Hybrid Seeds / Hybridisation

  • Hybridisation is the technique or method involving cross-pollination among two different varieties to bring their desired characters together into one progeny called hybrid.  
  • Hybridisation is the common method of creating a genetic variation to get improved varieties. Humanity has used this technique since pre-history. 
Hybrid Seeds

Examples of Hybrid Crops

  • Seeds produced during the Green Revolution like Sonalika and Kalyan Sona (Dwarf varieties of wheat) and IR-8 (dwarf variety of rice) were hybrids. 
  • Case of Hybrid Sugarcane for North India:   
Hybrid Crops

Other hybrid seeds include

Insect-resistant Pusa Sawani: Hybrid Ladyfinger, which is resistant to shoot and fruit borer. 
Disease-resistant Himgiri: Rust resistant variety of Wheat.
Biofortified – Protina, Shakti and Rathna: Protein-rich maize hybrids.
– Atlas 66: Protein-rich wheat variety.

BT Cotton Issue

What is BT (Bacillus Thuringeinsis) ?

  • Bt refers to Bacillus Thuringenesis. It is a gram-positive soil-dwelling bacterium.  This bacteria produces more than 200 toxins that have insecticidal properties wrt the larvae of moths and butterflies, beetles, cotton bollworms and gadflies but are harmless to other life forms.
Bacillus Thuringenesis
  • When specific genes from Bacillus Thuringenesis are introduced into the native cotton and brinjal varieties, it starts to produce toxins that destroy the digestive system of bollworm and stem borers. 
Bt Cotton

Analysis: Bt Cotton in India

Positive Effects

The government approved to grow Bt Cotton in 2002 & as a result, India witnessed a great revolution in the cotton sector, not seen for another crop.

  • The yield of cotton increased due to the effective control of bollworms.
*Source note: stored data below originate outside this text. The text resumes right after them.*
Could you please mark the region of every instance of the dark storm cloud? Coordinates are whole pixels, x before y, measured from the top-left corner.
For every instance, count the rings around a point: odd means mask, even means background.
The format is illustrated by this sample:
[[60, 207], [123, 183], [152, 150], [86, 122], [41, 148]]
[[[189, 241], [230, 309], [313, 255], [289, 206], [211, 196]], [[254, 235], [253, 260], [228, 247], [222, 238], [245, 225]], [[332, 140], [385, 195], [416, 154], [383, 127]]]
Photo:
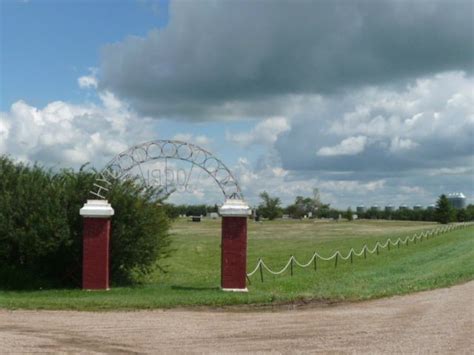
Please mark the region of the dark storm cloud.
[[173, 2], [166, 28], [104, 48], [100, 87], [142, 113], [202, 119], [275, 114], [288, 95], [470, 72], [472, 4]]

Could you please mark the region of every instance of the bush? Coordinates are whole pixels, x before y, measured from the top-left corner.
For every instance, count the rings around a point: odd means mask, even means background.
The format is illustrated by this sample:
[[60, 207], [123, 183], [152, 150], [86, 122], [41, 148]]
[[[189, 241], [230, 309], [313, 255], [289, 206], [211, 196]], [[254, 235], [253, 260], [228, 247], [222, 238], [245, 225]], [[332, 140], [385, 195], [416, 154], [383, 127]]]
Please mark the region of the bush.
[[[79, 286], [82, 217], [79, 209], [95, 172], [15, 164], [0, 157], [0, 287]], [[116, 181], [111, 281], [138, 282], [170, 253], [169, 221], [156, 188]]]

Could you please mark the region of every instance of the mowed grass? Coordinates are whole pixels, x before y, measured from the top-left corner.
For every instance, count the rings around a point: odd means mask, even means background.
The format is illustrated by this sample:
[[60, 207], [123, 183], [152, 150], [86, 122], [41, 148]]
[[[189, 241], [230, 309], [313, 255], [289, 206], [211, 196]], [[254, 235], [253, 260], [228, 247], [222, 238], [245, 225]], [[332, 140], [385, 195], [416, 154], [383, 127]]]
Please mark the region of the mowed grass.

After the introduction of Bt Cotton, India saw a rise in cotton production by 178%. India has emerged as the most significant global cotton player and is presently the largest cotton producer (surpassing China).
  • A significant reduction was witnessed in the use of insecticide in the cultivation of Bt cotton. 
  • The cost of cultivation was also reduced as artificial insecticides were not required. 
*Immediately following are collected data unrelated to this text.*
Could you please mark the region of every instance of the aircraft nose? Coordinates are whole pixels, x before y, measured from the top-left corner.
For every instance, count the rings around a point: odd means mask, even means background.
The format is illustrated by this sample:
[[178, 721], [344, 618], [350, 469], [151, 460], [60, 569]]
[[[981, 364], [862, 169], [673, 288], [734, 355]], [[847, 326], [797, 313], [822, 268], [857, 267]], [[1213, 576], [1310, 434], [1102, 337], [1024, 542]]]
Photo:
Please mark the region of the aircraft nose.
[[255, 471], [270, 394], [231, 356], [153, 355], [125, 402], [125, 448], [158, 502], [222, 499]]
  • The issue is increasing farmer suicides in Karnataka and Vidarbha region.  Farmers are using expensive GM seeds in drought-prone areas.
  • There are other problems too – 
    1. High input cost of seeds, 
    2. Genetic erosion of local varieties, 
    3. Farmer’s dependence on private seed companies whose sole aim is profit maximization. 
  • Recently, cotton plantations in various parts of the country have been hit due to the infestation of Pink Bollworm (PBW). Following reasons are responsible for this : 
    1. Absence of crop rotation.
    2. Not growing 20-30% regular cotton along with BT Cotton.

Dhara Mustard Hybrid-11 (DMH-11)

  • DMH-11 Mustard is produced by the Delhi University’s Centre for Genetic Manipulation of Crop Plants. 
  • DMH-11 is a GM Mustard Hybrid.
  • In 2017, Genetic Engineering Appraisal Committee had cleared GM mustard for environmental release and use in farmers’ fields. However, the approval is contingent on a final nod from Environment Minister. 

Justifications for allowing DMH-11

  • In an ordinary situation, hybrids can be obtained by cross-pollination of two varieties of the same species. But the case of Mustard is different as natural hybridization isn’t possible in Mustard because its flowers contain both female (pistil) and male (stamen) reproductive organs. Hence Genetic Modification is the only way to make High Yielding Variety (HYV).
  • Moreover, India is importing 15 million tonnes of edible oils. Hence, there is a need to raise domestic crop yields.  
  • Cotton-seed oil from Bt cotton is already used in India and is perfectly safe. Cotton-seed oil is the second largest produced edible oil in the country (1.4 million tonnes) after Mustard (2 million tonnes).
  • India is already importing GM oil: India imports 3 million tonnes of soyabean oil annually, predominantly Genetically Modified.  
  • The developer is a government-funded institution (Centre for Genetic Manipulation of Crop Plants at Delhi University), as opposed to BT cotton, which is the intellectual property of multinational, namely Monsanto.


  • Another gene has been inserted into DMH-11 which makes it resistant to herbicide named Basta. It will compel farmers to use specific herbicides and be dependent on one company (i.e. Bayer) having a monopoly over pesticides.